Adamın adı Bandini’ydi.
“Beni deden tuttu. Daha doğrusu, ölmeden önce onunla bir kontrat imzaladık. Çünkü ben sözleşmesiz çalışmam ve paramı hep peşin alırım. İşim bu.”
Bandini’nin işi buymuş: Ölüm sonrası yaşam hizmeti.
Küçük bilgisayarını çıkarıp web sayfasını gösterdi bana. Tam yirmi dört dilde okunabiliyordu.
Dedem kendi göçtükten sonra –babaannem de olmayacaktı– benim hayattan vazgeçeceğimi düşündüğü için ona bir maille ulaşmış. Sözleşme imzalamışlar. İş gereği, dedem öldükten sonra Nüfus İdaresi’nin Bandini’ye vefatı bildirmesi gerekiyormuş. Ama Türkiye’de ne düzgün işliyormuş ki, bu zamanında olsun –aynen bu kelimelerle söyledi. Bizden gelen bütün başvuruları altı ayda bir asistanı kontrol ediyormuş telefonla. Böylelikle dedemin aylar önce öldüğünü anlamışlar. Hemen ilgili dosyayı okumuş. Dedem başvurusunda, “Ne zaman üzgün olsa yemekten içmekten kesilir,” diye not düşmüşmüş. Bandini bavulunu hazırlayıp ilk uçakla gelmiş.
“Kahveye biraz çikolata koydum. Kendine gelmene yardımcı olur.”

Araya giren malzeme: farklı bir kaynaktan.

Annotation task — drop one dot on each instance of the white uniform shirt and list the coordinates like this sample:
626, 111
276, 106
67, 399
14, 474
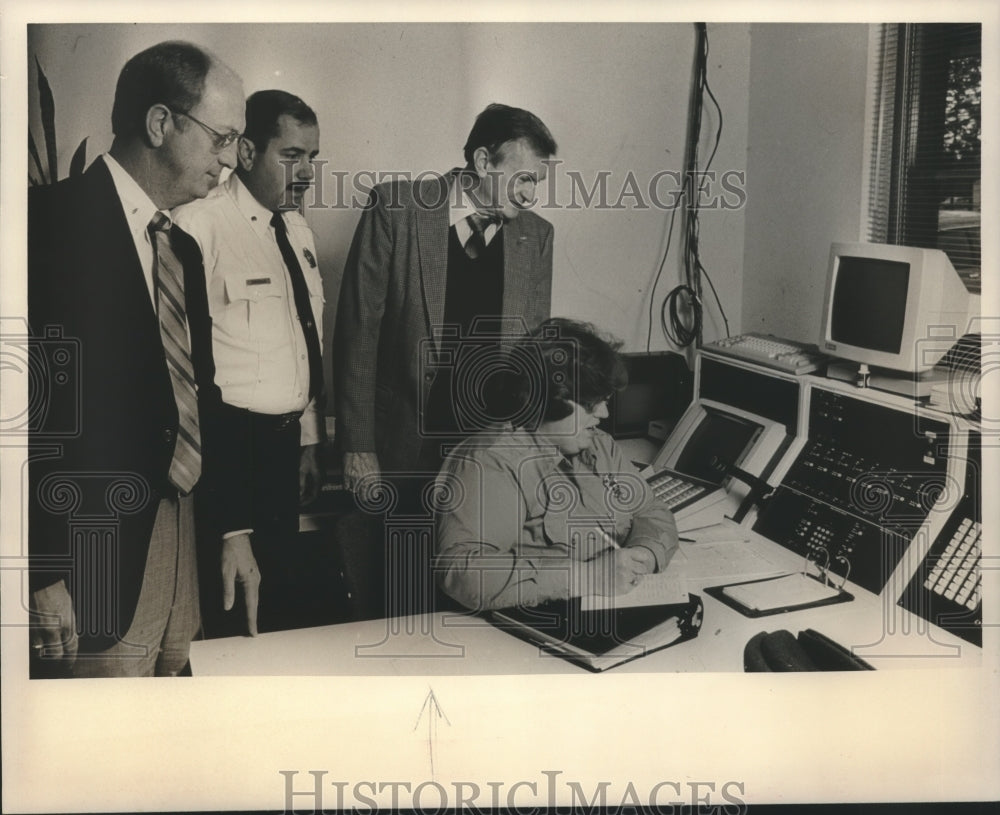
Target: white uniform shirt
261, 361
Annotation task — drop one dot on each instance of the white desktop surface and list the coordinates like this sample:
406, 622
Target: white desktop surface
446, 643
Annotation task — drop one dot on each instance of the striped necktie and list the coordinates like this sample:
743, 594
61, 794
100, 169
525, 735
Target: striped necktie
168, 274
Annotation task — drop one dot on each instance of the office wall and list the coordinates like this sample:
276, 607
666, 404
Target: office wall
805, 153
402, 97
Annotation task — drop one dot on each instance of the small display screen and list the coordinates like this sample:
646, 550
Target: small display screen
869, 303
718, 435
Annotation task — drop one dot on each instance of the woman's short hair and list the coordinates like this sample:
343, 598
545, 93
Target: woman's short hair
563, 362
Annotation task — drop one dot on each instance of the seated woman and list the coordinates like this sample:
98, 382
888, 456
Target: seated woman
549, 507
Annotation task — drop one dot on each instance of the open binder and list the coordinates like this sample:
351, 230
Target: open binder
601, 638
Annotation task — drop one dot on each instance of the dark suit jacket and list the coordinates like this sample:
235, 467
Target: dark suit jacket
104, 423
393, 292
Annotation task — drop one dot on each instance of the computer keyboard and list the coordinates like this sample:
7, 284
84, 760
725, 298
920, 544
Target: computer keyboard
676, 490
772, 352
955, 575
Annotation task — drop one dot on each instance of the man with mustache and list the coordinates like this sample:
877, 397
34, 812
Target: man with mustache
107, 270
266, 301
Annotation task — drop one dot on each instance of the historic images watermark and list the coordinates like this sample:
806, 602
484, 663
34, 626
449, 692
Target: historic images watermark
311, 791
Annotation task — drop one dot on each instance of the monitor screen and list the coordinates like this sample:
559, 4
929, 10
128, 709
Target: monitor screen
896, 308
869, 303
719, 435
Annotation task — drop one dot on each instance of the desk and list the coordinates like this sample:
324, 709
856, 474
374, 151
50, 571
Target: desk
445, 643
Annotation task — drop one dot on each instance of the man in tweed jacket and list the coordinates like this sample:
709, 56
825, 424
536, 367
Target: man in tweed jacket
413, 285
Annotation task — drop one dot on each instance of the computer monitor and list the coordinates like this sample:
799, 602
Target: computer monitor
894, 307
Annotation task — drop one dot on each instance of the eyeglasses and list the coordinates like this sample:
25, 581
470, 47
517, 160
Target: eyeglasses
220, 141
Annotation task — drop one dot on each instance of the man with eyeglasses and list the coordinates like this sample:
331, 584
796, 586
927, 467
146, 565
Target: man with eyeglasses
265, 295
117, 450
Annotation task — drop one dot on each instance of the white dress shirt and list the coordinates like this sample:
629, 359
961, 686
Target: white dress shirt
261, 361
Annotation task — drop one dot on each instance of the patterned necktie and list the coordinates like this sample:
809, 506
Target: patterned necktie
302, 306
168, 274
475, 246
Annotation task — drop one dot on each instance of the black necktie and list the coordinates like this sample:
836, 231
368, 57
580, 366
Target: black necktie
302, 306
475, 246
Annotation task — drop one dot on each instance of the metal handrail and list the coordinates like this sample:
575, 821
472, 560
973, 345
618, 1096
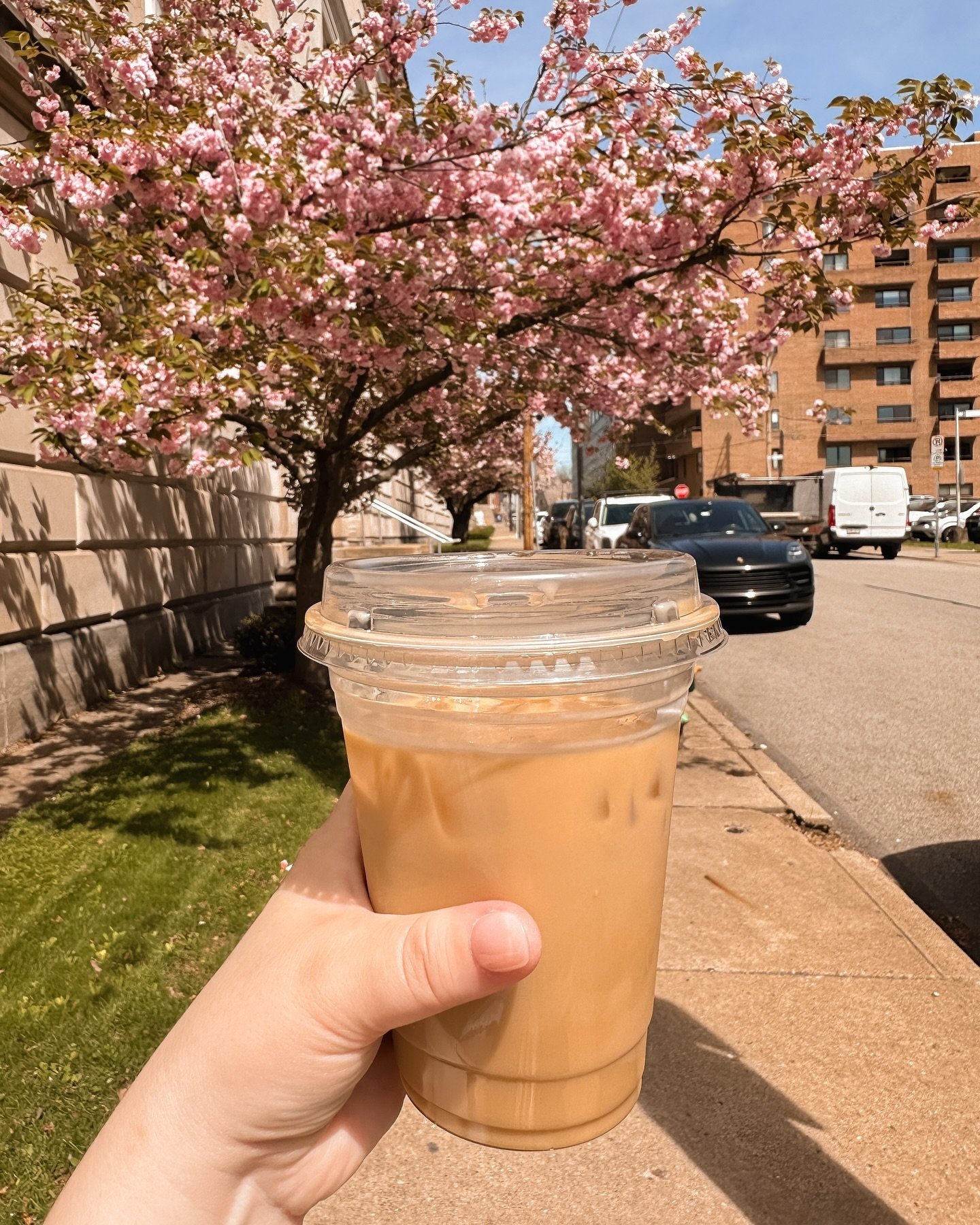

Bandini acayip bir adamdı.
Bavulundan kocaman iki torba un çıkardı. Babaannemin hamur tahtasını, oklava ve boy boy merdanelerini buldu. İyice yıkadı. Büyük teknede hamuru yoğurdu. Kilolarca erişte ve kuskus kesti. Peru tarhanasını cam kavanozlara doldurdu.
“Konserve hazırlamalıyım şimdi sana,” dedi.
Ama yanında sadece Arjantin parası varmış. Bakkal Nihat’ın asla bu para ile onu dükkâna sokmayacağını söyledim. Bavulunun astarını söktü parlak bir ondörtlü çıkarttı.
“Bu işe yarar mı sence,” dedi.
“Altına bile yapar,” dedim.
Gülerek çıktı.
Bir hafta sonra mutfak tezgâhının üzerinden onlarca şişe çeşit çeşit konservem olmuştu. Üstelik beraberce güle oynaya yapmıştık.
Gideceği gece tavla oynadık uzun uzun.
“Bu kışı rahat rahat çıkarırsın,” dedi. “Ama karnın doysa da, bu yetmez biliyorsun.”
“Evet,” dedim.
“Karşı apartmandaki kızlar fena değil bence.”
“Ama onlar birbirlerine âşık.”
“Olsun evlat. Umutsuz olma sen,” dedi.
Bandini ben uyurken gitmiş.
Karnım tok, sırtım pek. Kısa saçlı kız hiç fena değil. Umutsuzca âşık olsam da hayata devam edebilirim artık.